Professor Liu is the Richard Merkin Professor and the director of the Merkin Institute of Transformative Technologies in Healthcare, the vice chair of the faculty at the Broad Institute of Harvard and MIT, the Thomas Dudley Cabot Professor of the Natural Sciences at Harvard University, and a Howard Hughes Medical Institute (HHMI) investigator. Liu’s research integrates chemistry and evolution to illuminate biology and enable next-generation therapeutics. His major research interests include the engineering, evolution, and in vivo delivery of genome editing proteins such as base editors to study and treat genetic diseases; the evolution of proteins with novel therapeutic potential using phage-assisted continuous evolution (PACE); and the discovery of bioactive synthetic small molecules and synthetic polymers using DNA-templated organic synthesis and DNA-encoded libraries. Base editing, the first general method to perform precision gene editing without double-stranded breaks, and a Science 2017 Breakthrough of the Year finalist, as well as prime editing, PACE, and DNA-templated synthesis are four examples of technologies pioneered in his laboratory. These technologies are used by thousands of laboratories around the world and have enabled the study and potential treatment of many genetic diseases.

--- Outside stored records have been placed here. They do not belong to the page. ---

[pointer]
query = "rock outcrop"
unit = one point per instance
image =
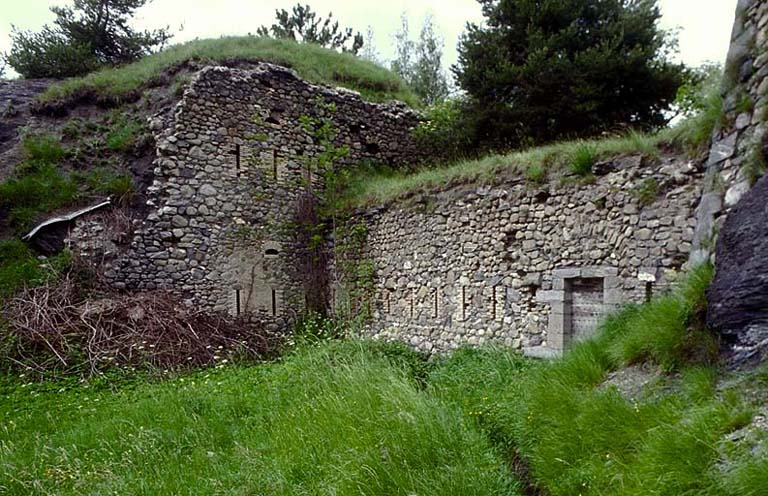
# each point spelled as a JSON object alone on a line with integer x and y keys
{"x": 738, "y": 297}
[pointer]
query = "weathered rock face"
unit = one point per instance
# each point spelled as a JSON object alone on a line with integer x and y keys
{"x": 232, "y": 161}
{"x": 15, "y": 99}
{"x": 524, "y": 266}
{"x": 738, "y": 297}
{"x": 734, "y": 155}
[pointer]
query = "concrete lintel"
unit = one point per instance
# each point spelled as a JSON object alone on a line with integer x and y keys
{"x": 613, "y": 296}
{"x": 550, "y": 296}
{"x": 611, "y": 282}
{"x": 599, "y": 271}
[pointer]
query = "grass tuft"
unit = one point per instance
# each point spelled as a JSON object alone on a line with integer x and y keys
{"x": 371, "y": 185}
{"x": 312, "y": 62}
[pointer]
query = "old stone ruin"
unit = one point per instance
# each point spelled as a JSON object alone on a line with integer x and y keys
{"x": 530, "y": 267}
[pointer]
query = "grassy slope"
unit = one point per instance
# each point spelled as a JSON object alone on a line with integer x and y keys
{"x": 314, "y": 63}
{"x": 347, "y": 418}
{"x": 537, "y": 165}
{"x": 580, "y": 438}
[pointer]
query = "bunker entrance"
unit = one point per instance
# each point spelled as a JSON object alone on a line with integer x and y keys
{"x": 586, "y": 297}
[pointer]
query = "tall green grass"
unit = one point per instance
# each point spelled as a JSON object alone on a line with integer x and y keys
{"x": 372, "y": 185}
{"x": 20, "y": 268}
{"x": 312, "y": 62}
{"x": 329, "y": 420}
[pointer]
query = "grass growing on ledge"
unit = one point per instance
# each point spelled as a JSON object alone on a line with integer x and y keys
{"x": 373, "y": 185}
{"x": 312, "y": 62}
{"x": 330, "y": 420}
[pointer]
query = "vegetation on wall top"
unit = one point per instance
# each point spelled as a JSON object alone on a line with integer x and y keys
{"x": 91, "y": 34}
{"x": 311, "y": 62}
{"x": 553, "y": 69}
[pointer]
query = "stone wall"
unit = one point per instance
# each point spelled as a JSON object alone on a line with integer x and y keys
{"x": 233, "y": 158}
{"x": 528, "y": 267}
{"x": 737, "y": 155}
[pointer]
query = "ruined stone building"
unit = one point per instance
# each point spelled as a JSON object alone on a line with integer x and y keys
{"x": 533, "y": 267}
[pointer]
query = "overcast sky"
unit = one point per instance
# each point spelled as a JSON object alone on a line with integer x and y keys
{"x": 704, "y": 25}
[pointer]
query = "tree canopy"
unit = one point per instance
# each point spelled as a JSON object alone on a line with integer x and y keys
{"x": 90, "y": 34}
{"x": 304, "y": 25}
{"x": 539, "y": 70}
{"x": 420, "y": 63}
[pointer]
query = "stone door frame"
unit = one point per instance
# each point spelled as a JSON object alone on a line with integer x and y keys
{"x": 560, "y": 299}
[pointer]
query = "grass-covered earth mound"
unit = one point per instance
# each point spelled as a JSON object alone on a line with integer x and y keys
{"x": 314, "y": 63}
{"x": 641, "y": 409}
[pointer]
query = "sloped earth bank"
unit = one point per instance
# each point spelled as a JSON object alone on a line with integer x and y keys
{"x": 15, "y": 100}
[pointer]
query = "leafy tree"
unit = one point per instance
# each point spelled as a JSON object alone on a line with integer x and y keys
{"x": 89, "y": 34}
{"x": 369, "y": 49}
{"x": 303, "y": 24}
{"x": 420, "y": 63}
{"x": 539, "y": 70}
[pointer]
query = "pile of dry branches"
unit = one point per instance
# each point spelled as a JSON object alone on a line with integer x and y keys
{"x": 56, "y": 328}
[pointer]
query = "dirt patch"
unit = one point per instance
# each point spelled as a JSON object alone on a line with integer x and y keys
{"x": 632, "y": 382}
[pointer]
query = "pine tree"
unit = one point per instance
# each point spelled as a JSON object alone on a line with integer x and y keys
{"x": 545, "y": 69}
{"x": 302, "y": 24}
{"x": 420, "y": 64}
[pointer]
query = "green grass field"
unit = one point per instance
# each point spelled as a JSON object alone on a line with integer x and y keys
{"x": 358, "y": 417}
{"x": 312, "y": 62}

Liu has been elected as a member of the U.S. National Academy of Sciences, the U.S. National Academy of Medicine, and the American Association for the Advancement of Science. He has earned several University-wide distinctions for teaching at Harvard, including the Joseph R. Levenson Memorial Teaching Prize, the Roslyn Abramson Award, and a Harvard College Professorship. Liu has published more than 200 papers and is the inventor on more than 75 issued U.S. patents. His research accomplishments have earned distinctions including the Ronald Breslow Award for Biomimetic Chemistry, the American Chemical Society David Perlman Award, ACS Chemical BiologyAward, the American Chemical Society Pure Chemistry Award, the Arthur Cope Young Scholar Award, the NIH Marshall Nirenberg Lecturer, and awards from the Sloan Foundation, Beckman Foundation, NSF CAREER Program, and Searle Scholars Program. In 2016 and 2020, he was named one of the Top 20 Translational Researchers in the world by Nature Biotechnology, and was named one of Nature’s 10 researchers in the world and to the Foreign Policy Leading Global Thinkersin 2017. He is the founder or co-founder of several biotechnology and therapeutics companies, including Beam Therapeutics, Prime Medicine, Editas Medicine, Pairwise Plants, Exo Therapeutics, and Chroma Medicine.
This biography was written in the year the prize was awarded.